O cenário da segurança pública no Brasil
No Brasil, as discussões relacionadas à segurança pública já estão avançadas. Priscilla Mendes destaca que o país apresenta sinais claros de uma crescente lógica de guerra e militarização, com identificação de inimigos internos que deverão ser temas centrais na campanha eleitoral de 2026.
A megaoperação policial em 28 de outubro de 2025 nos complexos do Alemão e da Penha, no Rio de Janeiro, marcou um recorde de letalidade recente com 121 mortes, incluindo quatro policiais, reacendendo o debate de segurança no contexto eleitoral.
No Congresso, avançaram propostas como o Projeto de Lei Antifacção e a Proposta de Emenda Constitucional da Segurança Pública, prevendo penas mais severas para membros de facções criminosas, embora as análises parlamentares tenham sido adiadas para 2026.
Panorama eleitoral na América Latina
- Bolívia: Rodrigo Paz, do Partido Democrata Cristão, foi eleito presidente, encerrando dois decênios de domínio da esquerda.
- Chile: José Antonio Kast, do Partido Republicano, conquistou a presidência com uma agenda conservadora.
- Equador: Daniel Noboa foi reeleito presidente.
- Guiana: Irfaan Ali, do Partido Progressista Popular/Cívico, foi reeleito.
- Jamaica: Andrew Holness, do Partido Trabalhista da Jamaica, garantiu o terceiro mandato.
- Suriname: Jennifer Geerlings-Simons, do Partido Democrático Nacional, tornou-se a primeira mulher a presidir o país.
- Trindade e Tobago: o partido de esquerda Congresso Nacional Unido e Kamla Persad-Bissessar retornaram ao poder.

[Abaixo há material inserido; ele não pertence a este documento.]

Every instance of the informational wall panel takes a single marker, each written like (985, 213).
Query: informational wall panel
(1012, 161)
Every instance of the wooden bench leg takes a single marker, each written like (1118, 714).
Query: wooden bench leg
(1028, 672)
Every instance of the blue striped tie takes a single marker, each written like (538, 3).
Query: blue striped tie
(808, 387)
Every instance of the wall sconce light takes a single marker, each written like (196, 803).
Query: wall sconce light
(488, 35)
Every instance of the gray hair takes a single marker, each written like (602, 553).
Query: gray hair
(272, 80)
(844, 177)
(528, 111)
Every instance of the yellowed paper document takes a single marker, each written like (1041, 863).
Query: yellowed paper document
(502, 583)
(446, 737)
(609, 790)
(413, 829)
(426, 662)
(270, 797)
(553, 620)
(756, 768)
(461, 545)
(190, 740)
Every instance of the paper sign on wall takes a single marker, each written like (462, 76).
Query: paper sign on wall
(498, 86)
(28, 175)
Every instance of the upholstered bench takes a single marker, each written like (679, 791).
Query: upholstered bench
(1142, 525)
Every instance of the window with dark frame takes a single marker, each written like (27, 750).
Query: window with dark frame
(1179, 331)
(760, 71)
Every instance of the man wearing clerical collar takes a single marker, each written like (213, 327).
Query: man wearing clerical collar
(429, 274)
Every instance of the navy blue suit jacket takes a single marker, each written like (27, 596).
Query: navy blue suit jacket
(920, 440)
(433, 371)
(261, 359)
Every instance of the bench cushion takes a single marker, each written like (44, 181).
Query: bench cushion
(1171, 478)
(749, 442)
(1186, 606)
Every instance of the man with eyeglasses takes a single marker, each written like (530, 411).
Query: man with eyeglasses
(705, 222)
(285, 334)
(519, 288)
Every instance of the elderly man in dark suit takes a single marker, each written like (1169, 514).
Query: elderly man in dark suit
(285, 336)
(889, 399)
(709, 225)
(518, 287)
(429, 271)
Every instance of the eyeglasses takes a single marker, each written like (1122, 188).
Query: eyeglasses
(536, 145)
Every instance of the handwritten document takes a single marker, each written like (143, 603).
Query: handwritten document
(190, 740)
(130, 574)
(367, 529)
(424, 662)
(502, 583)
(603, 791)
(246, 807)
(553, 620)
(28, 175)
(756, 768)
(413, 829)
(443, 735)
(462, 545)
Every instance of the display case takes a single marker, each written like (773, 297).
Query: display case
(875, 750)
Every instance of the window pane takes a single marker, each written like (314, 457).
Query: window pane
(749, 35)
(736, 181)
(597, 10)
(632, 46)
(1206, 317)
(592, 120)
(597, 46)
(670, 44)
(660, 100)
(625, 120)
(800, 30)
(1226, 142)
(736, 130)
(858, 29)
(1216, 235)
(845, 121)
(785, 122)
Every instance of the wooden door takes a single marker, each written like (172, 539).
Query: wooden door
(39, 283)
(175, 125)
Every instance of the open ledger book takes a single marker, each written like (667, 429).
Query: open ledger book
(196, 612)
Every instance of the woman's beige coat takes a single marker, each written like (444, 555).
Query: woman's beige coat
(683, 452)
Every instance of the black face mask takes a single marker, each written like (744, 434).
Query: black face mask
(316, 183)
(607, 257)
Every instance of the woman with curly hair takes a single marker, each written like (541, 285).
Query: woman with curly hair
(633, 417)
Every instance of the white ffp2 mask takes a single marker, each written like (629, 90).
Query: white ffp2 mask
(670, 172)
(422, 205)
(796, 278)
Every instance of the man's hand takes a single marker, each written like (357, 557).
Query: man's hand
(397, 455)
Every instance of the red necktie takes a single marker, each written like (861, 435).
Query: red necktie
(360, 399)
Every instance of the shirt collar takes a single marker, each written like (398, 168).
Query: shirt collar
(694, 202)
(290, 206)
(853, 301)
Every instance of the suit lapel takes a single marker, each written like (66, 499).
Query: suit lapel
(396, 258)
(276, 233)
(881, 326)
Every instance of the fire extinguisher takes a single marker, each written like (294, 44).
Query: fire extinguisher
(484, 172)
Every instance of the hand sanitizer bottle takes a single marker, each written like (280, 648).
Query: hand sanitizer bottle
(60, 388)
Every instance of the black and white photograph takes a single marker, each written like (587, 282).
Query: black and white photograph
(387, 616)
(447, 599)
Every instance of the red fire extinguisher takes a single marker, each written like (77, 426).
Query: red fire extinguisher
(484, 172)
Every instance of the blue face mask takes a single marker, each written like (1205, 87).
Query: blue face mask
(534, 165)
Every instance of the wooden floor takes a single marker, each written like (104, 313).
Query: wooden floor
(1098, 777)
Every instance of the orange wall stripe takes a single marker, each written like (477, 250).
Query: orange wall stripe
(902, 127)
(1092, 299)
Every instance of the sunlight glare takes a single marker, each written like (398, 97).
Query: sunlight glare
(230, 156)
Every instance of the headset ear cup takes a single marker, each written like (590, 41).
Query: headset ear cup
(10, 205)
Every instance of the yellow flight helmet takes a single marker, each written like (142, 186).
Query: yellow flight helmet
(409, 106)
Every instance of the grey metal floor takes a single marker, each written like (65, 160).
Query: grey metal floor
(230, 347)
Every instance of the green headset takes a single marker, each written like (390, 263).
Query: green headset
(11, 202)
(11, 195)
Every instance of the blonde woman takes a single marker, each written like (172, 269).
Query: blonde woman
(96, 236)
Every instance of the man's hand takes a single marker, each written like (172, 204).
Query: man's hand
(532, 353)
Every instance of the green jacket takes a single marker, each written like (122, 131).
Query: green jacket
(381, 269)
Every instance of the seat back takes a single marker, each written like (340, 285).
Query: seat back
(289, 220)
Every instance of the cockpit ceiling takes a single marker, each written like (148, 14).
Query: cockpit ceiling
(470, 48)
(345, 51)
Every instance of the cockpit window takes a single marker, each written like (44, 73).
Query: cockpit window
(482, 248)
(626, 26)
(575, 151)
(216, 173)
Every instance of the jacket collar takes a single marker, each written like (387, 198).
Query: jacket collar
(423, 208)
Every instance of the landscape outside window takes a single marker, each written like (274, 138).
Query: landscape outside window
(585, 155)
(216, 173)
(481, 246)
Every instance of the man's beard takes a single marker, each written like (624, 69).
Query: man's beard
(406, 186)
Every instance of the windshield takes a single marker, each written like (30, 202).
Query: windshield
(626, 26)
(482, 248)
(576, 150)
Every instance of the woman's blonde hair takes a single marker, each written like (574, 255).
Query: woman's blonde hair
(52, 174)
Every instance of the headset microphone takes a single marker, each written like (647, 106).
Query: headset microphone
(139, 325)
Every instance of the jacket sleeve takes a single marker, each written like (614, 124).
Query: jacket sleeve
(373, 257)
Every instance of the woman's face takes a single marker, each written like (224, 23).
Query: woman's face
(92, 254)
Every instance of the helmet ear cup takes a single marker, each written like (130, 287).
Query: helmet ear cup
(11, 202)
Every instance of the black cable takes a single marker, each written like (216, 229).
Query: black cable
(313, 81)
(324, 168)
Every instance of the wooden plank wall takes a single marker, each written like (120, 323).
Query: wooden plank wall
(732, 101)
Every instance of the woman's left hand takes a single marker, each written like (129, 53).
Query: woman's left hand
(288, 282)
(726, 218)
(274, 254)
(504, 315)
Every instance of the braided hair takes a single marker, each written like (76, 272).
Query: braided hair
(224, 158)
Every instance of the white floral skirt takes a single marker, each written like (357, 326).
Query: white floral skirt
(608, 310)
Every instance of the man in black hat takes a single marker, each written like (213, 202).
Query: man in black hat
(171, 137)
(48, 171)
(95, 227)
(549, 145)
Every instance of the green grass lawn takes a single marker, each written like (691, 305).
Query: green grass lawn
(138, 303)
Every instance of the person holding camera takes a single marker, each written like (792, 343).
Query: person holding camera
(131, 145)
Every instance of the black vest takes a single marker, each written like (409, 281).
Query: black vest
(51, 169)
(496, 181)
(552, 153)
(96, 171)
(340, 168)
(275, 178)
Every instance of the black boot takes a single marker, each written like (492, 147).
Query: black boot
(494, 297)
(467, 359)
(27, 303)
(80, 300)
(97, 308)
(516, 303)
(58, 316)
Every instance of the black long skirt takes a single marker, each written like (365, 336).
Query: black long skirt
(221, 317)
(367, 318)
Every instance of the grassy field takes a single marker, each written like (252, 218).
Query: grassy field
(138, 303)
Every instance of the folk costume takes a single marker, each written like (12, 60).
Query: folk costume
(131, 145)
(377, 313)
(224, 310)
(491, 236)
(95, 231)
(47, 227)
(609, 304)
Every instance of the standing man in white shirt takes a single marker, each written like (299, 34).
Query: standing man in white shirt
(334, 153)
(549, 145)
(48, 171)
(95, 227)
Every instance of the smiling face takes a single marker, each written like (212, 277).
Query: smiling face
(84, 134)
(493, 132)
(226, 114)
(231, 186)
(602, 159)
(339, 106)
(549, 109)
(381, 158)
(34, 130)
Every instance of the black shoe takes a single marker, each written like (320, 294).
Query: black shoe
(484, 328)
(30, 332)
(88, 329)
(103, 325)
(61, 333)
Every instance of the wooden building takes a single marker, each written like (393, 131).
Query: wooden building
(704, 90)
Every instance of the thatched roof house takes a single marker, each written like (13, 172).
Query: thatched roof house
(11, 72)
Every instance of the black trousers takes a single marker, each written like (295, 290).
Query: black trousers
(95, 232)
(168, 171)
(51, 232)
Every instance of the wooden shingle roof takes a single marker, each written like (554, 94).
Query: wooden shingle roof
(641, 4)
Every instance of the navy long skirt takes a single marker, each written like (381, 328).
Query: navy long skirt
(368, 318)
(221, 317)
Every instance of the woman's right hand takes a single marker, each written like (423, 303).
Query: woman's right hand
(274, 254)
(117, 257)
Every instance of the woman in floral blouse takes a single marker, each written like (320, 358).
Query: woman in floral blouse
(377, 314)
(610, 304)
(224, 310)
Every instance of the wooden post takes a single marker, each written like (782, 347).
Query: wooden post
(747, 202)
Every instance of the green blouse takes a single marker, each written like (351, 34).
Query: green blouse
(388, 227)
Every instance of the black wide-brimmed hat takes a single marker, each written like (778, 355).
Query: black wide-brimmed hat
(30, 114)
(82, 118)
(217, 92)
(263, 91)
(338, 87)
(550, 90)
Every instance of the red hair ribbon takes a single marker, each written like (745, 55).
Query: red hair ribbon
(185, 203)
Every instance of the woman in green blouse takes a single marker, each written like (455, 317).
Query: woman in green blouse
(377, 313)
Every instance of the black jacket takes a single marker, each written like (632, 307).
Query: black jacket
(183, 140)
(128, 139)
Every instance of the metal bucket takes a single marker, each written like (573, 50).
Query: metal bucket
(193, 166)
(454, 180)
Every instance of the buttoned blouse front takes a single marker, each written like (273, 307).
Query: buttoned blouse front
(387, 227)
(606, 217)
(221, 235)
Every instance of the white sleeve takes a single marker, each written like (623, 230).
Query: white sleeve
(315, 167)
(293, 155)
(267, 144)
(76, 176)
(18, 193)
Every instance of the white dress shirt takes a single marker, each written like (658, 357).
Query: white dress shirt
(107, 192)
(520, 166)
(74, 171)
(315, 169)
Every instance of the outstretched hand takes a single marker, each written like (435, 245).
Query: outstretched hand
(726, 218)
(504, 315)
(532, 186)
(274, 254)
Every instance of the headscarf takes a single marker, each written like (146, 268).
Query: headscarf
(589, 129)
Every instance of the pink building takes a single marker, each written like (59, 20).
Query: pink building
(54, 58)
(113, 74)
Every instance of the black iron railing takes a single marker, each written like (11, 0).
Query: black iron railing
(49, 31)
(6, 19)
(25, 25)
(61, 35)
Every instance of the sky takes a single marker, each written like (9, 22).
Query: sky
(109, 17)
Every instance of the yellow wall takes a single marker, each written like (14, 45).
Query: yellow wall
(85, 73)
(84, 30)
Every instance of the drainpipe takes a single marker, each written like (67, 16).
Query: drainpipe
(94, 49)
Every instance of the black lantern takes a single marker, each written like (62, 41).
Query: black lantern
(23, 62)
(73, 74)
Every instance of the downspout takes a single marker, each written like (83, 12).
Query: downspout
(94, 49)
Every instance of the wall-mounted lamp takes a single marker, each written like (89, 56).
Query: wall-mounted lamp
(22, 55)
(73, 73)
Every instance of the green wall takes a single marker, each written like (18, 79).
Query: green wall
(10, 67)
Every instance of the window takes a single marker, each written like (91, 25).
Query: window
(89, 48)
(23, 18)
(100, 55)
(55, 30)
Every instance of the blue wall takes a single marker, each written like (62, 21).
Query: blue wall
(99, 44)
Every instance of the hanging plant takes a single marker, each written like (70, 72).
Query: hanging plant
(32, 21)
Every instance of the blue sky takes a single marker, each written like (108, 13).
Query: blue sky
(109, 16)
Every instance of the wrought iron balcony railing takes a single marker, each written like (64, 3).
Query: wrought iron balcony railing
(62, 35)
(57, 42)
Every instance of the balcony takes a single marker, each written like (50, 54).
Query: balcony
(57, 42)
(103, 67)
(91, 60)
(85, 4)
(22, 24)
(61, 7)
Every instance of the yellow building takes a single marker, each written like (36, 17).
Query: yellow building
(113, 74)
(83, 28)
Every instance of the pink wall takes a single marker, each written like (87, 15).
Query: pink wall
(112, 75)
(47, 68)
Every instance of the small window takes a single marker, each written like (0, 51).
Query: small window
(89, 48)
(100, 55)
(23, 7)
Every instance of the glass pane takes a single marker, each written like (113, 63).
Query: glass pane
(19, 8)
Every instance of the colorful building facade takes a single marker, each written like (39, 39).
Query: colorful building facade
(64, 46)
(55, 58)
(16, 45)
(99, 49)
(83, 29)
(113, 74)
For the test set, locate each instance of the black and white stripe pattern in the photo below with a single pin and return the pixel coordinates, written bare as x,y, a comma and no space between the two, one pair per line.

Judicialização das eleições
Outro fenômeno presente em 2025 na América Latina foi a intensificação da judicialização dos processos eleitorais, com disputas nos tribunais que atrasaram apurações e ameaçaram a estabilidade governamental, como aconteceu em Honduras, Guatemala e Venezuela.
Priscilla Mendes ressalta que “os tribunais tornaram-se arenas de disputa política, com desafios planejados antes mesmo do encerramento das votações”.
No Brasil, a preservação da confiança no sistema eleitoral será crucial para as eleições de 2026, evitando que dúvidas sobre a legitimidade dos resultados enfraqueçam a democracia.
Discurso autoritário em ascensão
Em países como Argentina, El Salvador e Guatemala, discursos contrários às instituições, à imprensa e aos partidos políticos ganham força.
No Brasil, essas narrativas já se manifestam em setores políticos ligados à extrema-direita, alertando para o risco de radicalização.
Priscilla Mendes explica que autoritarismos não surgem espontaneamente, mas são recriados e reinterpretados em contextos de cansaço social e crise institucional. “Quando líderes promovem a retórica da força e da exceção, eles não apenas mobilizam apoio, mas também colocam em xeque normas democráticas”, afirma.
Neste cenário para 2026, a normalização de discursos autoritários pode aprofundar a polarização, diminuir o espaço para o diálogo e incentivar ações que ameaçam a independência das instituições, favorecendo candidatos que prometem soluções autoritárias e concentração de poder.